This Wimbledon final, in its setting and moment in history, is a moving reminder of a bygone golden age when tennis hit a pinnacle of popularity and cultural influence that it would never again achieve.
Even before a ball was hit in the 1980 Wimbledon men’s final, tennis history was made. As the players left the Center Court arena to play a championship match, it was the first time that anyone at the All England Club could recall boos—a “cacophony” of them, according to one writer.
To be exact, they were showering down on one player, and in Wimbledon’s 104-year history, he was unlike any other. In the final was twenty-one-year-old John McEnroe, the bellicose, frizzy-haired New Yorker nicknamed Superbrat by the London tabloids.
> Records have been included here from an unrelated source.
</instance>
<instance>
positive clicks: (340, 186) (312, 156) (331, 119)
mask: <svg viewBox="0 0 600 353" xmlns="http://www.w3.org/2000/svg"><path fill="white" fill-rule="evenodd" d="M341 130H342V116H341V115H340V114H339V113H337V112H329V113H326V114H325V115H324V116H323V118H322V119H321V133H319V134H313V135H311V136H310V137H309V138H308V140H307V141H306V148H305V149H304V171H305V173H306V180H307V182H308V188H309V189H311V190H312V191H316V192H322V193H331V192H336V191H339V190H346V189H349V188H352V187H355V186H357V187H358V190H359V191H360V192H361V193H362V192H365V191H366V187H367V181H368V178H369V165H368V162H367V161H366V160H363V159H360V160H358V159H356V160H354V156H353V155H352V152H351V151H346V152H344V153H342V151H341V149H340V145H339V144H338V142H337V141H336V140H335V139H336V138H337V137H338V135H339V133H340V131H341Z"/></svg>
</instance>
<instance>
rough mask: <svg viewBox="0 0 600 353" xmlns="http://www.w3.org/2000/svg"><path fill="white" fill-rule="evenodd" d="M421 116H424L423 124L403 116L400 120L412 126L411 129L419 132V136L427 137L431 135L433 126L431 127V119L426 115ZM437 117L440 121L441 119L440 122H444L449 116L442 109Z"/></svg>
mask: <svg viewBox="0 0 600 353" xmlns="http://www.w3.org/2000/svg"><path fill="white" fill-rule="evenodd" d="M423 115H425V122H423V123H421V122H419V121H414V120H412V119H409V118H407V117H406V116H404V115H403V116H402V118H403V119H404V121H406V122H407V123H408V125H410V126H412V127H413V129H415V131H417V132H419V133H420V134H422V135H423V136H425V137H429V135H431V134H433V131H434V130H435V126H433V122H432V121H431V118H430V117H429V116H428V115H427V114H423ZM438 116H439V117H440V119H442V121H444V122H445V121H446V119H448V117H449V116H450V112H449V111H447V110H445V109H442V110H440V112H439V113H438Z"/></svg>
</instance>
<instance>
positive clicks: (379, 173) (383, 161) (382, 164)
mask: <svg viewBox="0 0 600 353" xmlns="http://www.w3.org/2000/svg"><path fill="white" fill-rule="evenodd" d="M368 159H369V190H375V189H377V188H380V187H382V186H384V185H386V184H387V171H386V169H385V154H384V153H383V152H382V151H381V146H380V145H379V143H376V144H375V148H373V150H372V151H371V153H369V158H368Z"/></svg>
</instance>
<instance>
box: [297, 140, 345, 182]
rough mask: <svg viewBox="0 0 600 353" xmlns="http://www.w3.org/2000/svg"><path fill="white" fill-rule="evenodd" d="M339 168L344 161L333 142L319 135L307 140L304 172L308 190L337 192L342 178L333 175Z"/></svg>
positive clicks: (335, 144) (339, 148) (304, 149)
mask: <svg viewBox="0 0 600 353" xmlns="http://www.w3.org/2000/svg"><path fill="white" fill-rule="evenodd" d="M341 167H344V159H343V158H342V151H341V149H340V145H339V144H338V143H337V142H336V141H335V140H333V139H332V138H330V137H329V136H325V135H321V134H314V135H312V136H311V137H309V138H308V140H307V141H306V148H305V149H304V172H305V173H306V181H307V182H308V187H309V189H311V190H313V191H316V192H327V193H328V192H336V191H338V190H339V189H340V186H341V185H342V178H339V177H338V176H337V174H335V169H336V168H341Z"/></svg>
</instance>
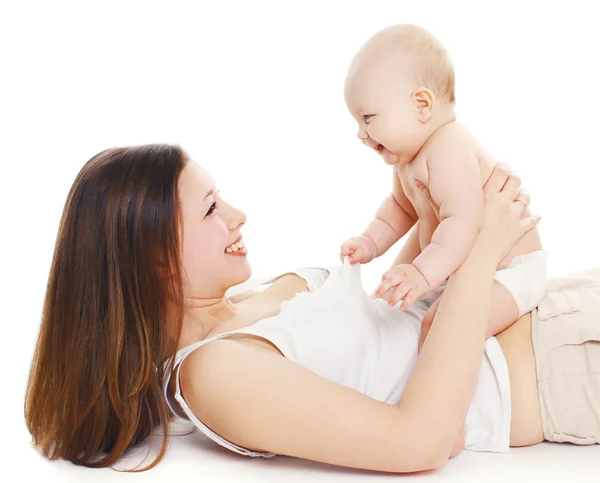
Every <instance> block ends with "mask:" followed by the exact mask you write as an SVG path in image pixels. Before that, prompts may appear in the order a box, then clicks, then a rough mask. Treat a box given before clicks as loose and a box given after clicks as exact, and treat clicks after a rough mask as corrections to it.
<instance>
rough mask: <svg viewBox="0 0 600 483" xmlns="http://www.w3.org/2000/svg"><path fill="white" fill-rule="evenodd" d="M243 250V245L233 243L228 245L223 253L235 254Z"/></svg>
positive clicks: (243, 247) (238, 242)
mask: <svg viewBox="0 0 600 483" xmlns="http://www.w3.org/2000/svg"><path fill="white" fill-rule="evenodd" d="M243 248H244V244H243V243H242V242H237V243H234V244H233V245H229V246H228V247H227V248H226V249H225V251H226V252H227V253H231V252H237V251H238V250H241V249H243Z"/></svg>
There he would take on the stoic, long-haired Swede, Bjorn Borg, the four-time defending champion, once dubbed the Teen Angel by those same tabloids. You could pretty much tell by their respective nicknames who the Wimbledon crowd was cheering for that particular day.
It was a rivalry made in tennis heaven: Borg vs. McEnroe, lefty vs. righty, attacker vs. defender, fire vs. ice, machine vs. mad genius, civilization vs. its discontents. Even though the two would only square off 14 times over four seasons, winning seven of those encounters, they established the benchmark for all subsequent bouts in the sport.